Демичев: — Что же так, Александр Трифонович?
— Ослабел.
— Нужно держаться.
— Да. Многомесячная психологическая бомбежка, — сорвался.
— Но ведь любовь народная остается, а это главное. (Буквально)» (запись 2 июня 1967 года).
Как прям, даже простодушен поэт и как вальяжен и выспренен его «наставник»! Говорит о «народной любви», чуть ли не попрекает ею, — а «предмет» любви на его глазах, да и не без его участия, бомбят, и еще будут — годами, покамест не доконают…
Уф! Не пора ли нам «закрыть дело» и вернуться туда, в конец шестидесятых — под «бомбы»?
Твардовский отмечал, что его записи все больше превращаются в «хронику журнального „мигательного“ горения и редакторских мытарств». А однажды, придя на работу, «увидел что-то в лицах» сотрудников: прошел слух, что он уже снят!
В следующем, 1966 году все еще больше напряглось.
Журналу припомнили всё — и Синявского, и «протаскивание» произведений Солженицына, и — «по новой» — «Тёркина на том свете» в связи с его постановкой в московском Театре Сатиры.
Прекрасный это был спектакль, блестяще поставленный Валентином Плучеком, с Анатолием Папановым в главной роли.

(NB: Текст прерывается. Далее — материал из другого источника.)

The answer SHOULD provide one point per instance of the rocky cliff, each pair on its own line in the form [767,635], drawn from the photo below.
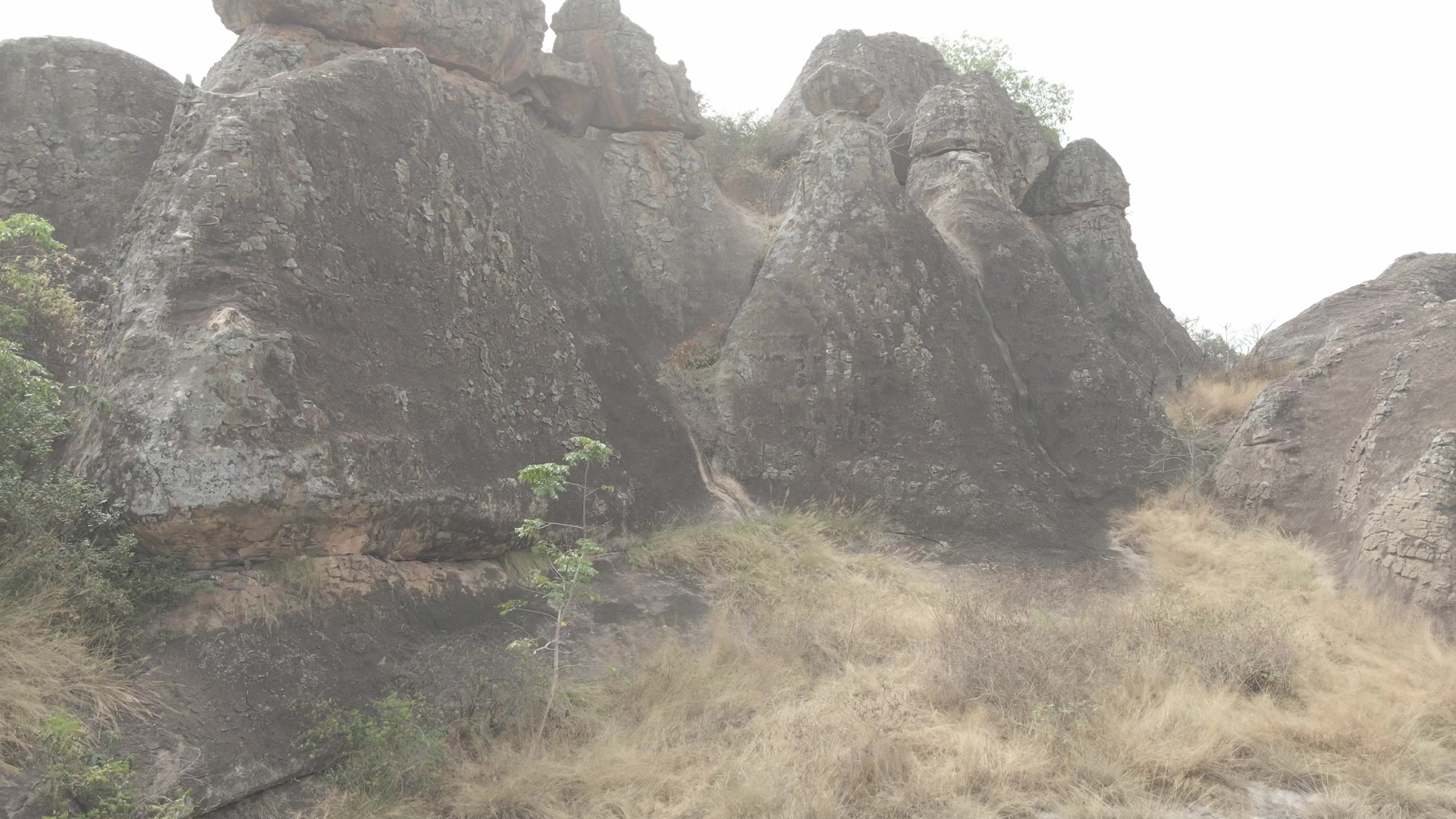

Зал заходился от смеха, когда, словно бы выйдя из зрительских рядов, на сцену с важным видом поднимались Георгий Менглет с партнером и начальственно выражали недовольство:
— В век космических ракет.
Мировых открытий
Странный, знаете, сюжет.
— Да, не говорите.
— Ни в какие ворота.
— Тут не без расчета…
— Подоплека не проста.
— То-то и оно-то…
Между тем их вполне реальные «двойники» вроде главного редактора скучнейшей газеты «Советская культура»[48] Большова с «меньшими» сотрудниками уже строчили:
«Первые просмотры этого спектакля… дают основание утверждать, что мы имеем дело с произведением антисоветским и античекистским по своему существу. Мы были поражены, как советский театр смог нанести глубочайшее оскорбление гражданским, патриотическим чувствам советских людей[49].
…На наш взгляд, главный порок в литературном первоисточнике, которому, к сожалению, до сих пор не дано принципиальной оценки».
И не кто иной, как сам глава КГБ Семичастный, некогда «прославившийся» тем, что сравнил автора «Доктора Живаго», Пастернака, со свиньей, мало того что (как записано поэтом 20 марта 1966 года) «высказался в том смысле, что все знают, что такое Твардовский и чего от него ждать», но и дал слушателям Академии общественных наук, где выступал, конкретный совет: мол, «нельзя только администрировать, здесь нужна помощь общественности, ваша помощь»: «Соберитесь, пойдите на спектакль, устройте обструкцию…»
Это было уже совсем в духе щедринской Торжествующей свиньи, где к толпе взывали: «…давай, братцы, ее (Правду. — А. Т-в) своим судом судить… народныим!!»
Другие действовали не столь прямолинейно.
У Плучека «вдруг» объявилось множество грехов и упущений, приведших в негодование Городской комитет профсоюзов работников искусств: и груб-то он, и закон о труде нарушает, о чем немедленно оповестила большовская «Советская культура» (8 апреля 1966 года).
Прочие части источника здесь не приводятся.